Tuesday, February 10, 2009

Twelve Year Old Mistaken for Hooker Mistrialed

The trial against Dymond Milburn, the 12-year-old mistaken for a hooker, has been declared a mistrial. When Dymond was twelve years old, a circuit breaker flipped in her house, she went outside to fix it. Three men jumped out of a van and tackled her, she called for her father and fought them. They hurt her so badly, she had to go to the hospital. When she was released, she was arrested for assaulting police officers.

According to the Milburn family, the policemen did not announce themselves as such and jumped out of an unmarked vehicle. According to the police, they naturally did announce themselves. Either way, she was treated for head injuries at the hospital, then arrested three weeks later for not allowing three strange men to take her into a van. At the age of twelve.

I think this case falls into the crevice Jezebel has discussed before (there are better articles discussing it, but my cursory Google didn't return them): there is a specific demographic that you must fall into to garner national attention when you go missing (or in this case, get beaten for no real reason, then brought to trial for not peacefully getting taken from your home). If you aren't white, a lady, and a well thought of group (rich, middle class, or military), you probably aren't going to get a lot of national media attention-help.

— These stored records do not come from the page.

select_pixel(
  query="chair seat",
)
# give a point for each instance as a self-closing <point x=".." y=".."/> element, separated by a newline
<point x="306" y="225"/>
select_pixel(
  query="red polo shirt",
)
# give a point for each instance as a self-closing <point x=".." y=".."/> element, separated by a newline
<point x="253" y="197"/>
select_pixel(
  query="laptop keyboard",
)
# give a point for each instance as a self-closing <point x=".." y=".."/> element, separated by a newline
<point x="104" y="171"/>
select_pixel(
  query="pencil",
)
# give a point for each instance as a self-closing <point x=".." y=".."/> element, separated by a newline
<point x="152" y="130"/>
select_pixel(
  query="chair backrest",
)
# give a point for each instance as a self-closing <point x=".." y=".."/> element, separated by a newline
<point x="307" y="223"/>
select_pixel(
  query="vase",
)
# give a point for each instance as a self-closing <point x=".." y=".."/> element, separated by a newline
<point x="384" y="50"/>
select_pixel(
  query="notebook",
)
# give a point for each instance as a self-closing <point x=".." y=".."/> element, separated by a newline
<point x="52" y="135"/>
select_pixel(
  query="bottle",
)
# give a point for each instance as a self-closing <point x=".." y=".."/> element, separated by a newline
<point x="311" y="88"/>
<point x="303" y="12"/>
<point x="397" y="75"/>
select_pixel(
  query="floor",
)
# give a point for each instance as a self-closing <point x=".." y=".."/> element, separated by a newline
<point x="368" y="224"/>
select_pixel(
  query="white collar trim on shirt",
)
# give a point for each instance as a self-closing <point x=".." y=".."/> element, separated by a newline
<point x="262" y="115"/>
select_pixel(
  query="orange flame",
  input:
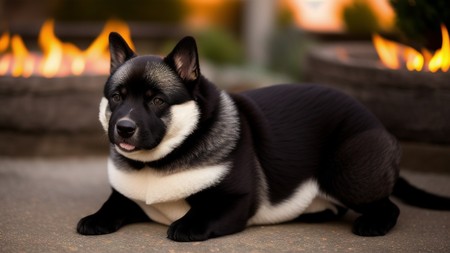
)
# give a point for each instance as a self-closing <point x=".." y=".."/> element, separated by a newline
<point x="393" y="55"/>
<point x="58" y="58"/>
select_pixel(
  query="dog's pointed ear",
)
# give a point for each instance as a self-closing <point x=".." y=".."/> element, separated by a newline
<point x="184" y="59"/>
<point x="119" y="51"/>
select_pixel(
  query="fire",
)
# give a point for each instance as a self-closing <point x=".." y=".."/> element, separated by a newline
<point x="58" y="58"/>
<point x="393" y="55"/>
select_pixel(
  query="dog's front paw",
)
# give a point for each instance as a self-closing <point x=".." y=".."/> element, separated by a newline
<point x="185" y="230"/>
<point x="96" y="225"/>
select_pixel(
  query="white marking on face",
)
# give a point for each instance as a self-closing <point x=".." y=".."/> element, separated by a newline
<point x="104" y="113"/>
<point x="183" y="121"/>
<point x="152" y="186"/>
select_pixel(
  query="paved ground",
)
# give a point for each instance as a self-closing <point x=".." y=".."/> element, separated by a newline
<point x="42" y="200"/>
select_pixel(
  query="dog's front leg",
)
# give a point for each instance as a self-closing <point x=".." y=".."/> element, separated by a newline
<point x="211" y="218"/>
<point x="116" y="212"/>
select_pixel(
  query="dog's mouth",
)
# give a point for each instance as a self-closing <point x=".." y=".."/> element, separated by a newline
<point x="126" y="147"/>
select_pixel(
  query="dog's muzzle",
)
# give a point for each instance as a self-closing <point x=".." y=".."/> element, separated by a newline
<point x="126" y="128"/>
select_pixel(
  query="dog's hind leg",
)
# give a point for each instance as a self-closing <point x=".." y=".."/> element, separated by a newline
<point x="116" y="212"/>
<point x="363" y="175"/>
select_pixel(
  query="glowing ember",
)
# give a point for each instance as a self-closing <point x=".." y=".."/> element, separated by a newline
<point x="58" y="58"/>
<point x="394" y="55"/>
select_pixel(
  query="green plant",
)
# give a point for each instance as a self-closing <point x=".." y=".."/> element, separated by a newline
<point x="360" y="19"/>
<point x="419" y="20"/>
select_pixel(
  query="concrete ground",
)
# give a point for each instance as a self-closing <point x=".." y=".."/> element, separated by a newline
<point x="42" y="199"/>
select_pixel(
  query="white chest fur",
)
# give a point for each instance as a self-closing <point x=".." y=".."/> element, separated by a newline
<point x="162" y="195"/>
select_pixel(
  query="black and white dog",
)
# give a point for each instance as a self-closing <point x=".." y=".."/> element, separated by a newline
<point x="208" y="163"/>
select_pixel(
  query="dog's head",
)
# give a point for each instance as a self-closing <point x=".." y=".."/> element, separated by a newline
<point x="149" y="107"/>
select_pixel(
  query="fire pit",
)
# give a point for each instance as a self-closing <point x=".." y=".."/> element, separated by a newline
<point x="412" y="105"/>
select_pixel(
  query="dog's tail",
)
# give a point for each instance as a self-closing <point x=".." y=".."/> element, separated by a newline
<point x="414" y="196"/>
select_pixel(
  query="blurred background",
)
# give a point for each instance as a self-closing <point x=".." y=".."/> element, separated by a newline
<point x="242" y="44"/>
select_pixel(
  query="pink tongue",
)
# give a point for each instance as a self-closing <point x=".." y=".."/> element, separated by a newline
<point x="126" y="146"/>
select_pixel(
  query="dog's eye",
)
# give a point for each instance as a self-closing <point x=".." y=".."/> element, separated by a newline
<point x="116" y="98"/>
<point x="158" y="101"/>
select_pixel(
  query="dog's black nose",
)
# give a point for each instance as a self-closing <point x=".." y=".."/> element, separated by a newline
<point x="126" y="128"/>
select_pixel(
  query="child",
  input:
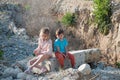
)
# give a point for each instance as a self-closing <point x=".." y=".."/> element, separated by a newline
<point x="60" y="48"/>
<point x="42" y="52"/>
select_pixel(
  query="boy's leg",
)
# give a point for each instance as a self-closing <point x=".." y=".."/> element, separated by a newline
<point x="60" y="59"/>
<point x="72" y="59"/>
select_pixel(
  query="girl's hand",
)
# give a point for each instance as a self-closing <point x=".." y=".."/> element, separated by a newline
<point x="36" y="52"/>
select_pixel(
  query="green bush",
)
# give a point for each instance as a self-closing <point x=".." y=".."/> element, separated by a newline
<point x="102" y="12"/>
<point x="1" y="54"/>
<point x="69" y="19"/>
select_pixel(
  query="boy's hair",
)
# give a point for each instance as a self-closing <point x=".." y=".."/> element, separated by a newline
<point x="45" y="30"/>
<point x="59" y="31"/>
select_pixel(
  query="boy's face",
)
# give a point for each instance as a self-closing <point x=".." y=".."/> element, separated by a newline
<point x="60" y="36"/>
<point x="45" y="37"/>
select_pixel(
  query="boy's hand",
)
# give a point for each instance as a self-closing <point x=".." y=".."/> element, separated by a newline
<point x="36" y="52"/>
<point x="66" y="55"/>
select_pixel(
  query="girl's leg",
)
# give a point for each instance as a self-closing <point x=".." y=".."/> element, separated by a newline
<point x="72" y="59"/>
<point x="60" y="58"/>
<point x="41" y="58"/>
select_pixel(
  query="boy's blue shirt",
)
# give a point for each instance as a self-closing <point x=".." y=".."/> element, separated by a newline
<point x="61" y="44"/>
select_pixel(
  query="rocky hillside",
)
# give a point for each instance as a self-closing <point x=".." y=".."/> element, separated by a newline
<point x="21" y="20"/>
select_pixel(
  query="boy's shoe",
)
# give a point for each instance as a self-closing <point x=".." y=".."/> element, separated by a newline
<point x="61" y="68"/>
<point x="28" y="71"/>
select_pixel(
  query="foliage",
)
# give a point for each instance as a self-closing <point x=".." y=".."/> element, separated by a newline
<point x="27" y="7"/>
<point x="118" y="64"/>
<point x="1" y="54"/>
<point x="102" y="12"/>
<point x="69" y="19"/>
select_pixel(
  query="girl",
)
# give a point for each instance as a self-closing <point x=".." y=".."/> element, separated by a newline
<point x="42" y="52"/>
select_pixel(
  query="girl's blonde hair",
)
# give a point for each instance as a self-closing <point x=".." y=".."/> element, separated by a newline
<point x="44" y="30"/>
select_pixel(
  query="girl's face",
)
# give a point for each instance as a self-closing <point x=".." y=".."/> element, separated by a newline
<point x="60" y="36"/>
<point x="45" y="37"/>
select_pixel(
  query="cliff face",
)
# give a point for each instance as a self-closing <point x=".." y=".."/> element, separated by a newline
<point x="85" y="31"/>
<point x="84" y="35"/>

In this case, the girl is white (the complaint about hookers was about white hookers) but lives in a low-income area. Add to that, her case really got going in August of an election year and you have a recipe for total media dismissal. And that is dismal.

This girl's story should have been blasted across the nation so that parents everywhere could be outraged. Instead it was quietly reported a few places and then basically ignored.

1 comment:

  1. Oh darling, military victimization is only a tragedy if you're male, remember? Unless you're the perpetrator of violence instead of the victim, then a servicewoman will become a national sensation.